Many psychoanalysts, including myself, have written extensively about the topic of time and psychoanalysis. In studying the literature on time, we encounter Freud’s statement that he cannot explain the paradox that while the unconscious is timeless, it is nevertheless modified by the undoing of repression.
Freud stated the unconscious is not affected by time. It is timeless, yet it interacts in some way with a world that knows change. For him, this puzzle had no apparent solution. In one of many references in Freud’s works to the timelessness of the id and the timelessness of the ‘unconscious’ system, he says “There is nothing in the id that corresponds to the idea of time; and no alteration in its mental processes is produced by the passage of time … Wishful impulses which have never passed beyond the id, … impressions too which have sunk into the id by repression, are … immortal … After the passage of decades, they behave as if they had just occurred… . Again and again I have had the impression that we have made too little theoretical use of this fact, established beyond any doubt, of the unalterability by time of the repressed. This seems to offer an approach to the most profound discoveries … Unfortunately, I myself (have not) made any progress here.’“ [New Introductory Lectures, Volume XXII] (John S. Kafka, 2016). Psychoanalysis: Unveiling the Past—Discovering the New. Selected Writings of John S. Kafka]
In one of his Wednesday evening seminars, “Freud comments on the newly oppositional ideas of Otto Rank, who cited relativity, quantum theory, and the principle of indeterminacy to cast doubt on psychic determinism. Freud, though granting Rank was a “highly gifted person,” notes “psychology has always suffered when the standpoints of other sciences are applied to it.” With “strong emotional emphasis,” Freud concludes with a plea to “leave psychology finally in peace; leave psychology to the psychologists.“ [Quoted from Journal of the American Psychoanalytic Association 6 #3, June 2018, Book Review by Marcia Cavell of Reminiscences of a Viennese Psychoanalyst by Richard F. Sterba, Detroit: Wayne State University Press, 1982.]
The essential point of my argument is that from current scientific and philosophical perspectives, it is precisely quantum mechanics that offers the solution to Freud’s dilemma. Freud’s paradox that awaited new scientific and philosophical developments rests on the notion of the continuity of time. Timelessness (of the unconscious) means there is no continuity, yet change (the lifting of repression) depends on an interruption of the existing continuity.

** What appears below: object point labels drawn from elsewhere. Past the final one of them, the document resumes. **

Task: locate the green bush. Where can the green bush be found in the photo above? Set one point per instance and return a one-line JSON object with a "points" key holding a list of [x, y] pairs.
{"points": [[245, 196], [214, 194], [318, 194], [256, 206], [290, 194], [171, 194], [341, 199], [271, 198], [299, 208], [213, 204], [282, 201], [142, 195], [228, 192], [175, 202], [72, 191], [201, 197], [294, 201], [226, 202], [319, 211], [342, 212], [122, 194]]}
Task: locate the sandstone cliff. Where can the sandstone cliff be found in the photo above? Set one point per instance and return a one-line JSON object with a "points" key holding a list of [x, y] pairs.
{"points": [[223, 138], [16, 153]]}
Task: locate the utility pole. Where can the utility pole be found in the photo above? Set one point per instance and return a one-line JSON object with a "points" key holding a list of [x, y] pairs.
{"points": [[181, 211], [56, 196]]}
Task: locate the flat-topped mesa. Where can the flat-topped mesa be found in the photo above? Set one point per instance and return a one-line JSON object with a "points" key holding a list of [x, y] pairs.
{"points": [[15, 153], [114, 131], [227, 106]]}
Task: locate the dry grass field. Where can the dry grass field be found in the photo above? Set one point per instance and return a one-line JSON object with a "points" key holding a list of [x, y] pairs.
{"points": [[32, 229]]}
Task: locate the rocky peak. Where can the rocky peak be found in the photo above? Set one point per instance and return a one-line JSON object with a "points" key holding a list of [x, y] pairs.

In quantum mechanics, the continuity of time does not exist. The lack of continuity of time solves Freud’s paradox. Time is “granular,” “jumps” rather than moves in a continuous line.
The second characteristic of quantum mechanics is indeterminacy. It is not possible to predict where an electron will appear tomorrow. Between one appearance and another, it is not in a fixed position. It is in a “superposition” of positions. It “fluctuates.” The distinction between past, present, and future becomes indeterminate.
In quantum mechanics fluctuation does not mean it is never determined. Indeterminacy is resolved when a quantity interacts with something else.
For example, it collides with a screen, is captured by a particle detector, or collides with a photon—thus acquiring a concrete position.” [Carlo Rovelli. The Order of Time (translated by Erica Segre and Simon Carnell). New York: Riverhead Books, 2018.] But this materialization is concrete only in relation to the other physical object with which it is interacting. Rovelli says, “With regard to all the others, the effect of the interaction is only to spread the contagion of indeterminacy.”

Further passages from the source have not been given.